Group statistics: Statistics

The Statistics dialog provides options for choosing one or more subgroup statistics for the variables within each category of each grouping variable. Summary statistics display for each variable across all categories.

Descriptive statistics
Provides options for selecting which statistics to use for the dependent variables. Statistics are applied to each grouping variable block. The order in which the statistics appear in the Descriptive statistics list is the order in which they display in the output.
Click Change statistics to display the Select subgroup statistics dialog and select statistics for the dependent variables within each category of each grouping variable. Click OK after selecting statistics. The following statistics are available.
First
Displays the first data value encountered in the data file.
Geometric Mean
The nth root of the product of the data values, where n represents the number of cases.
Grouped Median
Median that is calculated for data that is coded into groups.
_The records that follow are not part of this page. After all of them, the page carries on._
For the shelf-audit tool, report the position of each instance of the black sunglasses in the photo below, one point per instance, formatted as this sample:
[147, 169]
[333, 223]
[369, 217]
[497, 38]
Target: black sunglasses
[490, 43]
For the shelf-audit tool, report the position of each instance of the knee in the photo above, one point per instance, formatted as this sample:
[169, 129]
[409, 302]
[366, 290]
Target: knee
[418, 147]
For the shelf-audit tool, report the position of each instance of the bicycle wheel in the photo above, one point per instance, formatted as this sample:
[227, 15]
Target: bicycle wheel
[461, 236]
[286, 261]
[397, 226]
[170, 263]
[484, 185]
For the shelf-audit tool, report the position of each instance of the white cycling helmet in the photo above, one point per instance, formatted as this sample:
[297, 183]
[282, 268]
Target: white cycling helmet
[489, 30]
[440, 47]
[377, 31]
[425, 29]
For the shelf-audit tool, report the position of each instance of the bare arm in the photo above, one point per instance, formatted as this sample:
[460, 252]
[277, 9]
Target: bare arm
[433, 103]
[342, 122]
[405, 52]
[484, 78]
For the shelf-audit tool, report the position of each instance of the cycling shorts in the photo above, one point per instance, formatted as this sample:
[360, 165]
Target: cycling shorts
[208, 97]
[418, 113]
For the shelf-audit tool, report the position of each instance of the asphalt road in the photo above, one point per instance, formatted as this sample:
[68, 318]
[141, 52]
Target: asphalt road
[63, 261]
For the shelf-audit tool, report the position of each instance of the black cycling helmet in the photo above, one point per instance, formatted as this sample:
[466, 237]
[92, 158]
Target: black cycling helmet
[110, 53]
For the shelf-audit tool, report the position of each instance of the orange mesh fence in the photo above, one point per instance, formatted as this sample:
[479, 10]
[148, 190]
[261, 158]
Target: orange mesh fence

For example, with age data, if each value in the 30s is coded 35, each value in the 40s is coded 45, and so on, the grouped median is the median calculated from the coded data.
Harmonic Mean
Used to estimate an average group size when the sample sizes in the groups are not equal. The harmonic mean is the total number of samples divided by the sum of the reciprocals of the sample sizes.
Kurtosis
A measure of the extent to which there are outliers. For a normal distribution, the value of the kurtosis statistic is zero. Positive kurtosis indicates that the data exhibit more extreme outliers than a normal distribution. Negative kurtosis indicates that the data exhibit less extreme outliers than a normal distribution.
Last
Displays the last data value encountered in the data file.
Maximum
The largest value of a numeric variable.
Mean
A measure of central tendency. The arithmetic average, the sum divided by the number of cases.
Median
The value above and below which half of the cases fall, the 50th percentile. If there is an even number of cases, the median is the average of the two middle cases when they are sorted in ascending or descending order. The median is a measure of central tendency not sensitive to outlying values (unlike the mean, which can be affected by a few extremely high or low values).
Minimum
The smallest value of a numeric variable.
N
The number of cases (observations or records).
Percent of total N
Percentage of the total number of cases in each category.
Percent of total sum
Percentage of the total sum in each category.
Range
The difference between the largest and smallest values of a numeric variable, the maximum minus the minimum.
Skewness
A measure of the asymmetry of a distribution. The normal distribution is symmetric and has a skewness value of 0. A distribution with a significant positive skewness has a long right tail. A distribution with a significant negative skewness has a long left tail. As a guideline, a skewness value more than twice its standard error is taken to indicate a departure from symmetry.
Standard Deviation
A measure of dispersion around the mean. In a normal distribution, 68% of cases fall within one standard deviation of the mean and 95% of cases fall within two standard deviations. For example, if the mean age is 45, with a standard deviation of 10, 95% of the cases would be between 25 and 65 in a normal distribution.
Standard Error of Kurtosis
The ratio of kurtosis to its standard error can be used as a test of normality (that is, you can reject normality if the ratio is less than -2 or greater than +2). A large positive value for kurtosis indicates that the tails of the distribution are longer than those of a normal distribution; a negative value for kurtosis indicates shorter tails (becoming like those of a box-shaped uniform distribution).
Standard Error of Mean
A measure of how much the value of the mean may vary from sample to sample taken from the same distribution. It can be used to roughly compare the observed mean to a hypothesized value (that is, you can conclude the two values are different if the ratio of the difference to the standard error is less than -2 or greater than +2).
Standard Error of Skewness
The ratio of skewness to its standard error can be used as a test of normality (that is, you can reject normality if the ratio is less than -2 or greater than +2). A large positive value for skewness indicates a long right tail; an extreme negative value indicates a long left tail.
Sum
The sum or total of the values, across all cases with nonmissing values.
Variance
A measure of dispersion around the mean, equal to the sum of squared deviations from the mean divided by one less than the number of cases. The variance is measured in units that are the square of those of the variable itself.
ANOVA statistics
Provides settings for a one-way analysis of variance for each independent variable in the first block.
Anova table and eta
Displays a one-way analysis-of-variance table and calculates eta and eta-squared (measures of association) for each independent variable in the first layer.
Test for linearity
Calculates the sum of squares, degrees of freedom, and mean square associated with linear and nonlinear components, as well as the F ratio, R and R-squared. Linearity is not calculated if the independent variable is a short string.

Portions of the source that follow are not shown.